O sistema reverso, de isenção de tributos, foi denominado “cliquet reverso” à época em que foi posto em prática. A incidência do imposto sobre consumo (VAT) aliviou a perda na arrecadação, já que o imposto passou a incidir sobre o preço majorado do petróleo. Esta estratégia fiscal trouxe estabilidade econômica permitindo que o setor industrial continuasse a operar normalmente, em um período de profunda instabilidade econômica a nível mundial.
O Brasil poderia aprender com a experiência belga e substituir os muitos impostos federais incidentes sobre os combustíveis por impostos mais simples, de natureza ambiental, por exemplo, denominados através de um preço fixo, por litro de petróleo e passíveis de reajustes (positivos e negativos); permitindo que o governo responda às oscilações do mercado de forma proativa e mantenha uma política de preços fixos, e estáveis ao consumidor.
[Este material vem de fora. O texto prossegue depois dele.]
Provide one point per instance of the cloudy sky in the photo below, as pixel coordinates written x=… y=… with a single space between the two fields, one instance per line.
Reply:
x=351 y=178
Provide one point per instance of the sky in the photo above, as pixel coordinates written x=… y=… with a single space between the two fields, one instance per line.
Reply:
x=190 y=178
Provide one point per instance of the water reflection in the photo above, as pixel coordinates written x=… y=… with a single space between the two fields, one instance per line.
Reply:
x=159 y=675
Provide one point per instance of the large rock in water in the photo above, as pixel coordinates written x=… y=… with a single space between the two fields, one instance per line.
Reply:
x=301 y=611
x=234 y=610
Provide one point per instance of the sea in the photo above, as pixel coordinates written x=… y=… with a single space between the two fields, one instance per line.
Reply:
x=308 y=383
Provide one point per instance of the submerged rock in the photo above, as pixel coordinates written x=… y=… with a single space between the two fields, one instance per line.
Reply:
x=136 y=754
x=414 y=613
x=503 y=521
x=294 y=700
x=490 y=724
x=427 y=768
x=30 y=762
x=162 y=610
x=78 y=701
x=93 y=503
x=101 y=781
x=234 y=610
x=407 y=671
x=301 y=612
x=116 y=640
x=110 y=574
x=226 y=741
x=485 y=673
Em se falando de reforma fiscal de viés ambiental, importante notar também a necessidade de se estabelecer um “preço sobre carbono” ou “custo social do carbono (CSC)”no Brasil. O CSC precifica o impacto ambiental decorrente da emissão de uma tonelada de dióxido de carbono. Em suma, o preço deve refletir o custo para o governo (e para a sociedade) de descarbonização do meio-ambiente.
Uma das técnicas mais aplicadas pelos países desenvolvidos quando da definição da política pública de preços sobre o carbono, é a imposição de um imposto sobre o carbono – que, naturalmente, incide sobre todos os combustíveis tradicionais. Para que esta seja uma política efetiva, com ganhos ambientais relevantes, a alíquota deve ser compatível com a meta de redução de emissões, com a situação econômica do país, o nível de desenvolvimento social, e com o custo do carbono (definido quando do estabelecimento do CSC). O último fator deve levar em conta todo o território nacional.
Esta política, se assumida pelo governo brasileiro, colocaria o país em sintonia com os compromissos assumidos pelo Brasil quando da ratificação do Acordo de Paris (parte da UNFCCC, que propõe regras para a redução das emissões de gases de efeito estufa (GEE) no contexto do desenvolvimento sustentável).
O desenvolvimento de uma política pública sobre o preço dos combustíveis pode importar em ganhos significativos para o comércio (através da estabilização do custo operacional), para o meio ambiente (através da internalização do impacto ambiental) e para a economia brasileira (através do controle à inflação). Não desperdicemos essa crise.